For this project, we’ll need to load the following datasets from our library in order to perform our analysis:
library(datasets)
library(dplyr)
##
## Attaching package: 'dplyr'
## The following objects are masked from 'package:stats':
##
## filter, lag
## The following objects are masked from 'package:base':
##
## intersect, setdiff, setequal, union
library(magrittr)
library(ggplot2)
library(tidyr)
##
## Attaching package: 'tidyr'
## The following object is masked from 'package:magrittr':
##
## extract
library(moderndive)
The dataset we are going to be working with is the 2022 Men’s ATP match data (through September 12, 2022) which was found on GitHub. If you’re not familiar with the ATP, “The Association of Tennis Professionals (ATP) is the governing body of the men’s professional tennis circuits - the ATP Tour, the ATP Challenger Tour and the ATP Champions Tour (”Association of Tennis Professionals,” 2022).” Within our dataset, we’ll be focusing on the four major tennis tournaments that make up the ‘Grand Slam’ title in tennis, which include the Australian Open, the French Open (also known as Roland Garros), Wimbledon, and the US Open. While the Grand Slam tournaments do not technically fall under the ATP (it falls under the International Tennis Federation), these events award the same point rankings at ATP tournaments (“Association of Tennis Professionals,” 2022).

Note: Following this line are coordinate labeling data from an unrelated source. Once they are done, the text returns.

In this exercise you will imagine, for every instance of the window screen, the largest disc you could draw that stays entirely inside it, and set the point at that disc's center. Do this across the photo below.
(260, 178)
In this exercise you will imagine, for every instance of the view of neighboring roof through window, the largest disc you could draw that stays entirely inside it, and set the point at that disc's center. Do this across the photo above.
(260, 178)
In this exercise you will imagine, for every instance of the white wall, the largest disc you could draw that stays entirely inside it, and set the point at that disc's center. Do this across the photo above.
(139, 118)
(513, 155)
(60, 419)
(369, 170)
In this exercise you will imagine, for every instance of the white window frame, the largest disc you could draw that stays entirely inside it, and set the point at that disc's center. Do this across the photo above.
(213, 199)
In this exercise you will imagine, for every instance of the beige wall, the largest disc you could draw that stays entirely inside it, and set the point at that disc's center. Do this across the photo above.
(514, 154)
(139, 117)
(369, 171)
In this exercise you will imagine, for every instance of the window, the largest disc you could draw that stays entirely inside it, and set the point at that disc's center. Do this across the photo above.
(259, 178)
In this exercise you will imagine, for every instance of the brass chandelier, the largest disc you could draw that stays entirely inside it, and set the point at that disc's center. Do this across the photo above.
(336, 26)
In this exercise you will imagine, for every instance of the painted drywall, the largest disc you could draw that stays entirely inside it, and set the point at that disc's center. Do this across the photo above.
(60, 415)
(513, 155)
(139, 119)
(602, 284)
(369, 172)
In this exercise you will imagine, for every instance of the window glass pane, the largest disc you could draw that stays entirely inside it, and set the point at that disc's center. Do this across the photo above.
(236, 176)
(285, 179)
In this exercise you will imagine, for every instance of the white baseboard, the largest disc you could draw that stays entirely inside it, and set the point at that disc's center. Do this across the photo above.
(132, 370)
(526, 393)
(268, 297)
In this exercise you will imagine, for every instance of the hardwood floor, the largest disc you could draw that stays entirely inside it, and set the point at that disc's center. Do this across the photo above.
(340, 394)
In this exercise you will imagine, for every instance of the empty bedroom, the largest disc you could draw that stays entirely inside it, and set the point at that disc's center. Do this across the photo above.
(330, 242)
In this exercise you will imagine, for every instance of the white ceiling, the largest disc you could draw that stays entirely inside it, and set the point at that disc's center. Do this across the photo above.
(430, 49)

Let’s load the ATP 2022 dataset and take a look at what’s in it:
atp_2022 <- read.csv(url("https://raw.githubusercontent.com/JeffSackmann/tennis_atp/master/atp_matches_2022.csv"))
View(atp_2022)
From the first look at the dataset, we have a ton of different tennis matches that have taken place so far this year! However, we only want to analyze match data from the four Grand Slam tournaments. In order to do this, we need to wrangle our data by filtering down the dataset to just include data from the four Grand Slam Tournaments data using the filter() method on the ‘tourney_name’ variable, and we’re going to store it in a new variable called ‘grand_slam_tournaments’ so we have a new dataframe to work with.
grand_slam_tournaments <- atp_2022 %>%
filter(tourney_name %in% c("Australian Open", "Us Open", "Wimbledon", "Roland Garros"))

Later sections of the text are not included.